The train took three days before reaching the Department of Indre, of which the capital was Châteauroux, set inside a vast, well-tended forest. During stops for sandwiches and coffee, at various stations along the way, all of which looked the same to the young man, Bagnard extracted his family background from him. Nicky, reticent at first, had wanted to change the subject. But the little pimp had pressed. “Brasilov?
Brasilov?
That name's familiar. It sure doesn't sound French, though!”

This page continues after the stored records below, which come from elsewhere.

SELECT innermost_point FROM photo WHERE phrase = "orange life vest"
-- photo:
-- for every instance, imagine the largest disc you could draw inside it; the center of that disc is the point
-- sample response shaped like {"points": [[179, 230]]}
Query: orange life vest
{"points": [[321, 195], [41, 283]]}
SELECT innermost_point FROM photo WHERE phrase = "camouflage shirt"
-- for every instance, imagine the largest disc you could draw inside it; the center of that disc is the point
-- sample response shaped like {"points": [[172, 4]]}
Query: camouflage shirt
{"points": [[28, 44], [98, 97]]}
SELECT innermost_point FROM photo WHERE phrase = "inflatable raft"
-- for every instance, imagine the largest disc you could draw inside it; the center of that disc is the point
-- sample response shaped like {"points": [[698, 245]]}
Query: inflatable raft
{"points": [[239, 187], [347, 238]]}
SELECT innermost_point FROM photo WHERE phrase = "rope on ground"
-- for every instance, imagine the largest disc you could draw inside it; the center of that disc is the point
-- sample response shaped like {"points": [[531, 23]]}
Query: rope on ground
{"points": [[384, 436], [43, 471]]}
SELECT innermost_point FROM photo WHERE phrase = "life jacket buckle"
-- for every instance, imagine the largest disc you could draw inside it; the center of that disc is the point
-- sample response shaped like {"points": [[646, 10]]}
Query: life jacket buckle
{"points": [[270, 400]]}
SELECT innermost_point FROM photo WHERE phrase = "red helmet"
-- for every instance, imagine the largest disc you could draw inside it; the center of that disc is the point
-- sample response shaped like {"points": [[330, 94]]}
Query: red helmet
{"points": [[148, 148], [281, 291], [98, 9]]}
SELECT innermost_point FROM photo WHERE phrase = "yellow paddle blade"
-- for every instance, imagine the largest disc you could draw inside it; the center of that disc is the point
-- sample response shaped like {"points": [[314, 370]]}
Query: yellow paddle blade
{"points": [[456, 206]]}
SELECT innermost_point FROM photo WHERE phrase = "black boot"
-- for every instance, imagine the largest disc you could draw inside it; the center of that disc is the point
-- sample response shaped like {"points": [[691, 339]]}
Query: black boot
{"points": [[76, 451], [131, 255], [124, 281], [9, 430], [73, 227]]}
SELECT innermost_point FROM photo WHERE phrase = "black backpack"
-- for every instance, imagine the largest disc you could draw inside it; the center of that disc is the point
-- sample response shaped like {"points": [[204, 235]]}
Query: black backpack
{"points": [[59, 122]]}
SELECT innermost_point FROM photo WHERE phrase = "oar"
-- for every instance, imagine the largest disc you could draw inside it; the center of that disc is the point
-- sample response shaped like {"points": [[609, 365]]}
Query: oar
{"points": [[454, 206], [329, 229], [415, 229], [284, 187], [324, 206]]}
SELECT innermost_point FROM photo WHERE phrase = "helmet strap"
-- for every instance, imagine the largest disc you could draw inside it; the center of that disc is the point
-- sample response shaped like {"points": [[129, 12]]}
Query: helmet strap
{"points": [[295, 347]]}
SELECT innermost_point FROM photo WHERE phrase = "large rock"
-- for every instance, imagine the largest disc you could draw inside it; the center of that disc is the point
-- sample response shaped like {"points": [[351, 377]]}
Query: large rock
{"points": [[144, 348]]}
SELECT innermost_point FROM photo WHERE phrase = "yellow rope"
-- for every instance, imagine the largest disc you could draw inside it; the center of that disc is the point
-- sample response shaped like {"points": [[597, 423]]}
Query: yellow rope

Nicky had been forced to tell him it was a Russian name, and then the surmises had started all over again. White Russian, or Red? Nicky had plunged in, explaining that he was going to New York to join his father, but that his mother and sister were in Paris. He felt a huge wave of relief when the stationmaster had announced the need to climb back on board. “You sure don't like to talk about your people,” Bagnard had grumbled. “And mighty fine people they seem, from the little you've told me.”

Then, steepling his long, slender fingers, Nicky had replied: “You're a nice man, Jean-Marie. I don't know what your girls think of you, but I like you. So you see, clichés can be wrong. If not all men of your profession are thieves and abusers, then maybe you can understand that having a title of nobility doesn't always make a man noble.”

“You're speaking of your father?”

All at once deeply ashamed to have betrayed his parent, Nicky shrugged impatiently. “Let's just not discuss our family,” he told the other.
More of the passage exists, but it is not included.